Eichler Subdivisions: Eichler's Early Years: 1951-'52 - Page 2

Award-winning experiments of design innovation—touring Eichler's early California subdivisions

Homes in Charleston Meadow were designed by Anshen + Allen and follow seven different floor plans, plus variants created by flipping the plan, according to Rokita, one of the neighborhood's several unofficial historians. Many roofs are low-pitched with wide overhangs and clerestory windows in the gable ends. Narrow vertical windows peer quizzically at the street from either side of the fireplace. "Who in their right mind puts glass by brick?" Rokita asks affectionately.

Phil LaRiviere brags that Charleston Meadow is one of the last Eichler subdivisions to use exterior tongue-and-groove redwood siding, not redwood plywood scored to look like individual boards. "It's called vertical groove rustic," he says.
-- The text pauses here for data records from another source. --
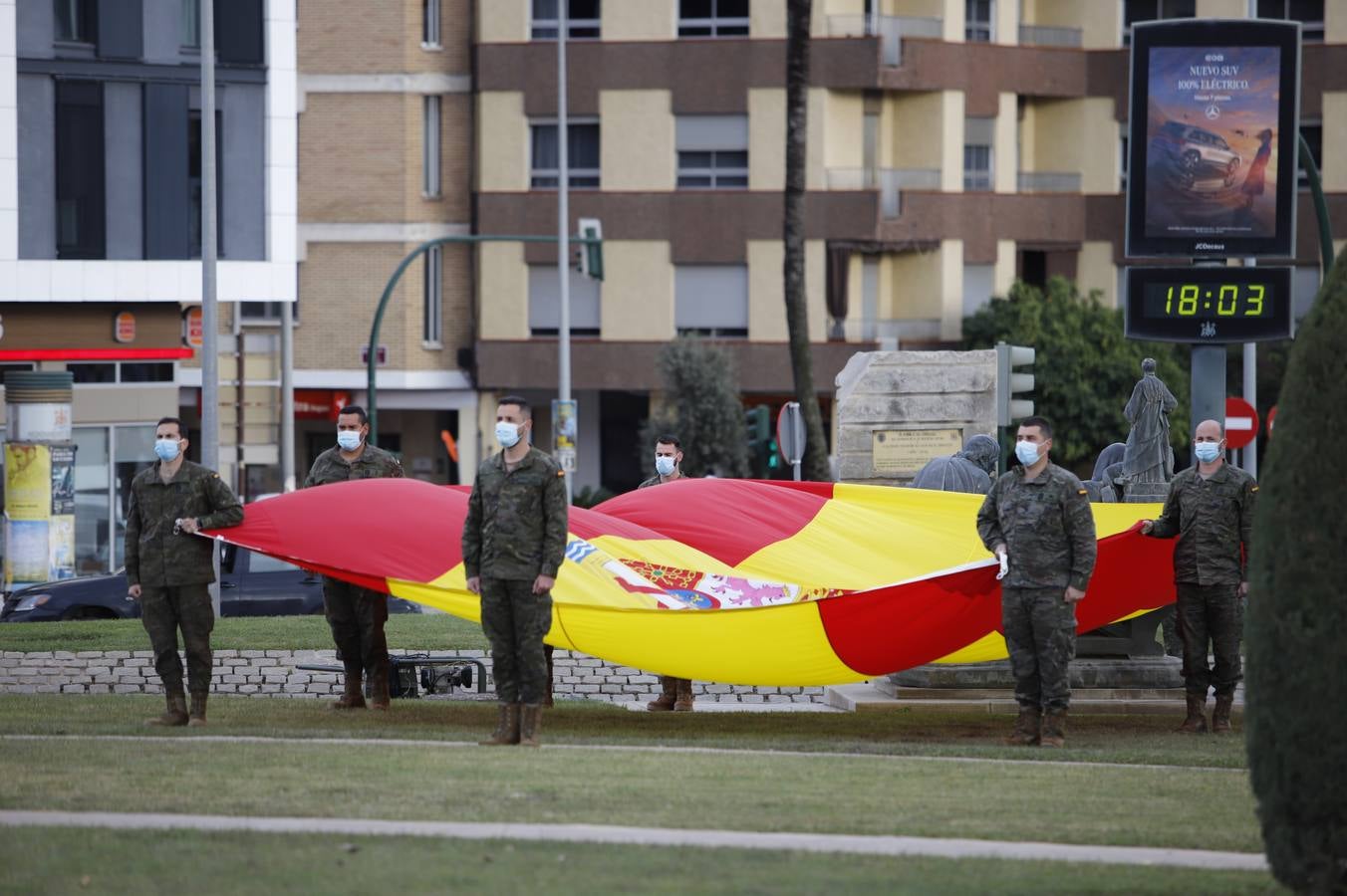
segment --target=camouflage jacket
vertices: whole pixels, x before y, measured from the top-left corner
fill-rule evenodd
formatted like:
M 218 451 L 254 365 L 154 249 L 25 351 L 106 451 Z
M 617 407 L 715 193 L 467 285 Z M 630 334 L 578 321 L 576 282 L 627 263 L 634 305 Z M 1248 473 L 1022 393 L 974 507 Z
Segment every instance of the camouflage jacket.
M 1010 588 L 1079 588 L 1094 573 L 1095 527 L 1084 486 L 1049 463 L 1034 479 L 1016 467 L 997 479 L 978 511 L 987 550 L 1005 544 Z
M 1207 479 L 1196 467 L 1173 478 L 1164 513 L 1150 534 L 1156 538 L 1179 535 L 1175 581 L 1238 585 L 1247 580 L 1245 569 L 1257 492 L 1254 478 L 1230 464 L 1220 464 Z
M 304 479 L 304 488 L 346 482 L 348 479 L 401 479 L 401 463 L 383 448 L 365 445 L 360 457 L 348 461 L 341 456 L 341 448 L 333 445 L 318 455 L 313 470 L 308 471 L 308 478 Z
M 174 534 L 174 521 L 195 517 L 202 529 L 225 529 L 244 521 L 244 509 L 220 478 L 190 460 L 167 483 L 156 460 L 131 480 L 127 507 L 127 584 L 152 588 L 197 585 L 216 580 L 210 539 Z
M 537 448 L 506 472 L 497 452 L 477 471 L 463 522 L 463 572 L 488 578 L 556 576 L 566 554 L 566 474 Z

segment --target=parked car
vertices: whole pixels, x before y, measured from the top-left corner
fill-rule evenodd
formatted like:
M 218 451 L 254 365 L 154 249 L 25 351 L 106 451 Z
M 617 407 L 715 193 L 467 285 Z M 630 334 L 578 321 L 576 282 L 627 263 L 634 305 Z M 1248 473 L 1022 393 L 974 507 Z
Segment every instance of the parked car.
M 420 605 L 388 600 L 389 613 L 419 613 Z M 323 580 L 310 572 L 245 548 L 224 549 L 220 558 L 221 616 L 290 616 L 323 612 Z M 127 597 L 127 573 L 81 576 L 30 585 L 11 593 L 0 623 L 54 619 L 139 619 L 140 604 Z
M 1239 153 L 1220 135 L 1181 121 L 1167 121 L 1150 140 L 1150 156 L 1165 161 L 1184 183 L 1219 176 L 1228 187 L 1239 174 Z

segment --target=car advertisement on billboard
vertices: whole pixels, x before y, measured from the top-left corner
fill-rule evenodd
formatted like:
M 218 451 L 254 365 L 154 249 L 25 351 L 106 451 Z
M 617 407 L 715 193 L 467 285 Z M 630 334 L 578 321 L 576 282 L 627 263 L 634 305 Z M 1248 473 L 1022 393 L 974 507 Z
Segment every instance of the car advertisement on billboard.
M 1133 38 L 1129 256 L 1285 256 L 1300 28 L 1145 23 Z

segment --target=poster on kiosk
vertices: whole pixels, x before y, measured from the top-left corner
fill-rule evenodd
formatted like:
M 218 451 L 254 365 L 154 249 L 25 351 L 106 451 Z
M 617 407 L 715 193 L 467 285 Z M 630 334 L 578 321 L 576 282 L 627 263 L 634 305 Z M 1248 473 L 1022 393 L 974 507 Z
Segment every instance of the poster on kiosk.
M 1133 27 L 1127 256 L 1294 254 L 1300 23 Z

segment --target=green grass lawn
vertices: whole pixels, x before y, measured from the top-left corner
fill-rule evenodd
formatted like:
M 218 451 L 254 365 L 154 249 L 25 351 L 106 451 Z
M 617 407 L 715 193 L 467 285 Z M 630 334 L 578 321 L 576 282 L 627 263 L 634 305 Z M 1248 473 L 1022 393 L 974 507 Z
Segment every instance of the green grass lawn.
M 475 741 L 496 718 L 493 705 L 467 701 L 395 700 L 387 714 L 339 714 L 329 702 L 213 697 L 209 733 Z M 0 735 L 152 735 L 141 721 L 162 709 L 151 696 L 4 694 Z M 1074 717 L 1063 751 L 1004 745 L 1012 724 L 1010 716 L 986 713 L 674 714 L 560 701 L 546 716 L 544 743 L 1246 767 L 1241 735 L 1177 735 L 1177 718 L 1168 716 Z
M 446 613 L 397 613 L 388 618 L 393 650 L 486 650 L 477 623 Z M 216 620 L 210 635 L 216 650 L 331 650 L 333 636 L 322 616 L 247 616 Z M 15 623 L 0 626 L 0 651 L 150 650 L 139 619 Z
M 22 893 L 1278 893 L 1266 873 L 741 849 L 7 829 Z M 74 845 L 78 842 L 78 846 Z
The mullions holding the glass together between the LaRivieres' living room and backyard are of wood. The model home had aluminum, Phil said, but the Korean War had first dibs on metal. "The wood obstructs your view," he says. "The aluminum was almost invisible." But Phil has gotten used to it. Each home also has a Dutch door to the yard. Moms appreciated how they kept their babies from wandering outside.

Homes came well equipped. The LaRivieres appreciated getting a stove and washing machine with the house. "Many families couldn't afford to get a separate loan for them," Florence remembers. Several residents still have their original enameled metal kitchen cabinets.

Charleston Meadow's homes, which were first marketed from $11,950 to $13,700, are small, three bedrooms and one bath, with a narrow kitchen separated by cabinets from the living area. The LaRivieres' was originally 1,250 square feet; Phil added a compatible 650-foot addition in 1956.

The LaRivieres had plenty of room for their three children, they say, and for many others besides. Like their neighbors, the LaRivieres appreciate their home's artistry. But when they gather to talk about the neighborhood—as they did recently at the request of the Eichler Network—talk turns not to architecture but to the life it helped shape.

Florence remembers the camaraderie. Most of the men were a few years out of the service, white collar, and commuting to San Francisco. While only a few of them worked at nearby Stanford University, many nonetheless were intellectuals, including the wives, says John Badenhop, who grew up in the neighborhood. "And they were all people interested in this kind of house," he says. Badenhop remembers a wonderful neighborhood for kids, who roamed freely through streets and fields and their neighbors' houses. "A mother might serve dinner to who-knew-whose kids," he says. John loved growing up with natural light flooding the house. He remembers lying on the radiant-heated floor on rainy days, looking outside with his face pressed against the glass.

Today Charleston Meadow is again filled with children, as younger families have moved in. The neighborhood is largely intact, amidst a forest of oaks, sycamore, and pines. A handful of new homes have replaced the original Eichlers, and there have been a few two-story additions, which so distressed some owners that the Charleston Meadow Homeowners Association has re-established its architectural control committee to ensure that exterior changes are appropriate. Eichler architect Bob Anshen and Joe Eichler were founders of the original committee.

Few interiors have gone 50 years without remodeling, and the interior paneling painted or sheet rocked over. And there have been many additions. Still, Fred Schill says, the neighborhood looks a lot like it did when it was built. "You can grow old in these houses," says Florence. Badenhop, who lives in Atherton, is only sorry about one thing: "I hate the fact that many of us have moved away."


Fairmeadow
Palo Alto • Approx. 167 homes
Architect: Anshen + Allen

fairmeadows site plan

Carroll Rankin remembers the excitement he felt as he drove his wife Laura into 'the Circles' to see their new home. "But I couldn't find it," he says. That was 1959, and residents of Fairmeadow, as this concentric series of streets is known, had already had eight years to learn their way about the maze-like 167-home subdivision, just down the street from Charleston Meadow.

Fairmeadow's Eichler homes went on sale in May 1951, a few months after Charleston Meadow. The homes, four basic plans and multiple elevations designed by A. Quincy Jones of Jones & Emmons, were slightly larger and costlier ($15,200 to $15,950) than Charleston Meadow. All had three bedrooms and two baths, versus Charleston Meadows' one.